Что было нужно: вечно не сбывалось.
Том Пушкина, зачем Ты был?
Поверь,
Над Ним печально молодость умчалась.
V
На клеше сочинял я бахрому.
Из хлопка выдирал-сидел по нитке.
Зачем читал я Пушкина в избытке!
Зачем не жил как люди?
Почему?
VI
Зачем вполсилы дрался и любил!
Что смысла бабам в рифмах принужденных?!
Зачем? Зачем у тополей зеленых
Я на дворе так мало водки пил?!
VII
Что, милый Пушкин, сделал ты со мной?
(Уж смысла сердце в жизни не увидит)
А ведь солдат ребенка не обидит!)
А ты?
Ты – камер-юнкер отставной…
VIII
Зачем меня! – Что я тебе, тунгус?
Ты заставлял читать, не разбирая
От слез? Ты открывал ворота рая.
С тобою я до Ада доберусь,
IX
Ты – вещь носильная. Я жизни не узнал —
И выше пестрой клетчатой рубахи
Не поднимается мой идеал.
Из-за тебя бывал я битым в драке.
Из-за тебя с девицами не спал
(Как ни смешно). В тюрьму попал (почти)
Из-за тебя. Уж ты меня прости.
X
Зовя навстречу смерть, дурную гостью,
Кто шел – как с кистенем – с чугунной тростью?
А женщин у друзей кто отбивал?
А кто их обнимал и целовал?
XI
…В приливе чувств своих (ненастоящих),
В своих очечках, мимо лож: блестящих,
Что делал здесь дешевый твой герой?!
Что делать?
А!?
Холодною порой, ох,
Подло в Петербурге оказаться
Твоим тунгусом, Пушкин. Лет в пятнадцать.
…Ты не сменил мне: душу, жизнь и вкус.
Прости мне, Бюст. Я больше не тунгус.
В 1981 – окончание ленинградского электромашиностроительного техникума, осенний призыв в армию. Связь. ДМБ 1983.

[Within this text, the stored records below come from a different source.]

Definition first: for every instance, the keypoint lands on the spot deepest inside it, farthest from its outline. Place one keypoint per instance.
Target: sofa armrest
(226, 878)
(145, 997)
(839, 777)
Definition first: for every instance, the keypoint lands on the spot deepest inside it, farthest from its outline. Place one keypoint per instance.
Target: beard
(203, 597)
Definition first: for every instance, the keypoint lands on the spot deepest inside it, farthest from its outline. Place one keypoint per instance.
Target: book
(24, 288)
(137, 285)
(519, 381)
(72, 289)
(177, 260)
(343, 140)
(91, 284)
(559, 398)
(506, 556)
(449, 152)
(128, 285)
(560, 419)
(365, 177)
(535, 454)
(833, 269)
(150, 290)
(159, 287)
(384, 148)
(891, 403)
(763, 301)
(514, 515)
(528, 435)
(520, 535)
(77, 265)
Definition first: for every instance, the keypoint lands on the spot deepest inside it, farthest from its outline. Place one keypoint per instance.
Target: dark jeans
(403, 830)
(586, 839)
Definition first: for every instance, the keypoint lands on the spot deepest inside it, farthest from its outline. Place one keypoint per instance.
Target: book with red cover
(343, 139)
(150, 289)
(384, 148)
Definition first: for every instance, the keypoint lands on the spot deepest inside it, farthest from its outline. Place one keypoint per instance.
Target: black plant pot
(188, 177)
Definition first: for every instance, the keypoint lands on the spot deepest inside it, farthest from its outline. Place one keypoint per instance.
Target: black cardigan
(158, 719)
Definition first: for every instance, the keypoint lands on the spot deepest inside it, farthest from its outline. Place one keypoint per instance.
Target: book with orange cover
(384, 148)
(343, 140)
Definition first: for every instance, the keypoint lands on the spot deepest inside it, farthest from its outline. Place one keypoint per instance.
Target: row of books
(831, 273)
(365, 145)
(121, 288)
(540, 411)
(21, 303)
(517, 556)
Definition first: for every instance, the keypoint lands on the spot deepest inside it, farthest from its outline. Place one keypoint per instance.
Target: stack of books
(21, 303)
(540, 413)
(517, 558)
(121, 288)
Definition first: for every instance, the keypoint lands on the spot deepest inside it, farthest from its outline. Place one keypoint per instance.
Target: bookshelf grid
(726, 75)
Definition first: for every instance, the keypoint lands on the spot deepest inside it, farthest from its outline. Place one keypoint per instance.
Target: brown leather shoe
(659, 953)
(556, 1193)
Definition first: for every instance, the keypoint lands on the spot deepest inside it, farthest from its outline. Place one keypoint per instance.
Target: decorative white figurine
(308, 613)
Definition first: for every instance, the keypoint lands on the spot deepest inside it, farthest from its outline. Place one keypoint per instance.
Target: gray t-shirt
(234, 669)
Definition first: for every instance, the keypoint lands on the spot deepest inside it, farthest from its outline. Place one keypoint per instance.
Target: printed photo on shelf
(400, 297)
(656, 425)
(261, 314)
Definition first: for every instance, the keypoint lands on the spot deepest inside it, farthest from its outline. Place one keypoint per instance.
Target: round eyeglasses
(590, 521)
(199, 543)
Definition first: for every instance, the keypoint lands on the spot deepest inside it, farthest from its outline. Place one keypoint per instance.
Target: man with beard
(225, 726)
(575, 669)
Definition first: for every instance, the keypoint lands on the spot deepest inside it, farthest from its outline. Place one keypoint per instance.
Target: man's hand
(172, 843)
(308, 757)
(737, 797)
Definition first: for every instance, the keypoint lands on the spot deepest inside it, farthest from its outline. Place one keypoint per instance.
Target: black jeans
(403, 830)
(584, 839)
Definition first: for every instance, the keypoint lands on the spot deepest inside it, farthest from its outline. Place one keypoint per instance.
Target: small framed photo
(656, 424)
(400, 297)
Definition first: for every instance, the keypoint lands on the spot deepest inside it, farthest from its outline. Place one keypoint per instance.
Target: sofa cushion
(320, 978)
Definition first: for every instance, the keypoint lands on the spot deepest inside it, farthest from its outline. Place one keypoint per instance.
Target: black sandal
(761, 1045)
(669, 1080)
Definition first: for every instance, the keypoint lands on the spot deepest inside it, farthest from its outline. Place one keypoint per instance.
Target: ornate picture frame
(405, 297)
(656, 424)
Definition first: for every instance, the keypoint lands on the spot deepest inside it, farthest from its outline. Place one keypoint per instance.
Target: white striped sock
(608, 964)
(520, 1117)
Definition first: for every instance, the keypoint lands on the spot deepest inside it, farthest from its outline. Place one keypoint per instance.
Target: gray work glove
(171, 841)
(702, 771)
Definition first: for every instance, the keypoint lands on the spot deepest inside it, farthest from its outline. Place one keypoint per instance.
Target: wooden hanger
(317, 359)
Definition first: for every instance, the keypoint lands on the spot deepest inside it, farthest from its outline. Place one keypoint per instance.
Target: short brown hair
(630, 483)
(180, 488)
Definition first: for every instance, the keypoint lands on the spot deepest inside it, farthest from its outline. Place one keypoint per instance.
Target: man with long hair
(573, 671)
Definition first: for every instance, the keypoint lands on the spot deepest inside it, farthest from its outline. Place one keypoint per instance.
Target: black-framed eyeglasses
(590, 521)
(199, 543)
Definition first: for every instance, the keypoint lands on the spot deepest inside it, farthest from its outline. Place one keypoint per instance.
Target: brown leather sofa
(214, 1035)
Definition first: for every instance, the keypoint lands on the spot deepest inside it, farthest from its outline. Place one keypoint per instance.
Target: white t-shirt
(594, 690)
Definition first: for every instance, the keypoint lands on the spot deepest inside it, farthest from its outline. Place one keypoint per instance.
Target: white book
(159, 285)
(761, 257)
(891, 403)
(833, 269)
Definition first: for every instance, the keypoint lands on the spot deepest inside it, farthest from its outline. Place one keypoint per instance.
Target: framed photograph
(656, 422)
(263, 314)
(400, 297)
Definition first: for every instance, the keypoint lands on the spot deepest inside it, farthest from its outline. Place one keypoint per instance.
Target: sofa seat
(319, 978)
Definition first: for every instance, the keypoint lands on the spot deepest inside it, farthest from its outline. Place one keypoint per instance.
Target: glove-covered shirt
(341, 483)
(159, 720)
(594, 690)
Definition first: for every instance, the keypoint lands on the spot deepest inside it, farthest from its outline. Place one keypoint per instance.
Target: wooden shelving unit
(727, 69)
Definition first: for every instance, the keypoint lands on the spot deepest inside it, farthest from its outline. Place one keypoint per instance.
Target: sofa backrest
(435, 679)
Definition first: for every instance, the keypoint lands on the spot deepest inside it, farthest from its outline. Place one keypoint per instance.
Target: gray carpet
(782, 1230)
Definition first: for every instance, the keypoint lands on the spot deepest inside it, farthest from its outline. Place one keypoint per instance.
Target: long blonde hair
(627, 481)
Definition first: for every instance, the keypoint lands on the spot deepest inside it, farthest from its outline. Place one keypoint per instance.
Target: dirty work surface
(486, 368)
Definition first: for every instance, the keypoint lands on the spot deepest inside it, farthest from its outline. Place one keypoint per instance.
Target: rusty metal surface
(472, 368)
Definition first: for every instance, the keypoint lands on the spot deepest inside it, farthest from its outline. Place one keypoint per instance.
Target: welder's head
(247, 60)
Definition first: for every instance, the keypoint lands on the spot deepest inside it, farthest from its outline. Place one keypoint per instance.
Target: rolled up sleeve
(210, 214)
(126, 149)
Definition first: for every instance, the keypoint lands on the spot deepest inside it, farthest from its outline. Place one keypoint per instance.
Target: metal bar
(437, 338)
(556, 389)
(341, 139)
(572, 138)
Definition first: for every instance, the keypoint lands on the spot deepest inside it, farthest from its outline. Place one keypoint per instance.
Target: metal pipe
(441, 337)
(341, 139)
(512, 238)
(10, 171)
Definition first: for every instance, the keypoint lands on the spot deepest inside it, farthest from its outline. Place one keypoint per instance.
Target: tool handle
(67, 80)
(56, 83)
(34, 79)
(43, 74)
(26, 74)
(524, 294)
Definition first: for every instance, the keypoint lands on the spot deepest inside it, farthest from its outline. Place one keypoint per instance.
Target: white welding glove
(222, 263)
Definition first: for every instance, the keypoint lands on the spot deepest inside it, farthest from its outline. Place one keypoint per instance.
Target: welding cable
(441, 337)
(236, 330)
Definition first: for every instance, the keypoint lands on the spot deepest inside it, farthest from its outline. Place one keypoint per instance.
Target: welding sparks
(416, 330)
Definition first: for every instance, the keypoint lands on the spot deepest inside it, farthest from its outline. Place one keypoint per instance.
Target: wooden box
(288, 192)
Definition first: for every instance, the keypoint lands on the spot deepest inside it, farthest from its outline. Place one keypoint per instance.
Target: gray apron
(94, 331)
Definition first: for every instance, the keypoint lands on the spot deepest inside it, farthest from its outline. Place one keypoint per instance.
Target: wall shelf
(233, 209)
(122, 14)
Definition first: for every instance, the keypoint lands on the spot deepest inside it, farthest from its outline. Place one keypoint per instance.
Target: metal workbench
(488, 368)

Лучше поздно, Вячеславушка
I
Крест. Мы – в гостинице. Края
Белы – как снег – у занавески.
…Крестится завтрашняя крестная моя
На купола в закатном блеске…
II
Как плещется река! Возвышенней колонн
Парят здесь севера березы:
Тонки – как травы. Белы – как воздух,
И обрамляет лес
Крутой песчаный склон.
И дышут серебристо козы.
III
Когда я здесь, и слышу речь: слеза близка
К реснице… невзначай стекает…
Нет. Нет во всей России чище языка.
Так чист в младенчестве бывает.
…А не поют былин: забыт их древний слог;
Крестьянин пьяный пихты сжег.
На иглы желтые с печалью небо смотрит,
Вы, ангелы, плывете над страной своею
Спаленной? Может быть, лишь боль и гнев
Объединили с равнодушьем власть над нею
И звавший небо позабыл напев?
IV
Забылись голоса лесистых берегов:
Хранят ли паперти свои приходы? Звоны?
…Вот: только нищие вокруг под Святый Кров
Ползут. Им надо денег исступленно;
И с ними входим вместе мы в Господень храм
Мы: с крестной восьмидесятилетней
(С окраины комяцкой, дальней, бедной, —
Голубушка – до слез дивится фонарям:
В них видя Дурь и Расточенье.)
«Кой веки в церковь…» Взгляд блестит,
А службу чуть-едва стоит!
Все ближе Божий раб крещенью.
Кого сравнит с собою глупый неофит —
Отца и дом забыв, – гулял из молодецтва.
И вот по правое плечо она едва стоит:
Старушка душу лбу вернув: пропажу детства.
V
Соль Вычегодская… Кораблик небольшой…
Два храма на берег монашенками сходят…
И за дорогой водяной
Из тучи месяц в небо входит.
Устюжские страдания
или Симплегады[14]
I
Где на узком брежку меж хрустальных горошков две невесты стояло
Где за солью жемчужной взгляд в рожь уплывал, веер весел раскинув,
Горько-алое море вина в хрустале побережий бокала,
Ароматная красная рябь: ты – олицетворенье пучины…
II
Пью и бью хрустальные замки полужизни своей, как хрустальные рюмки.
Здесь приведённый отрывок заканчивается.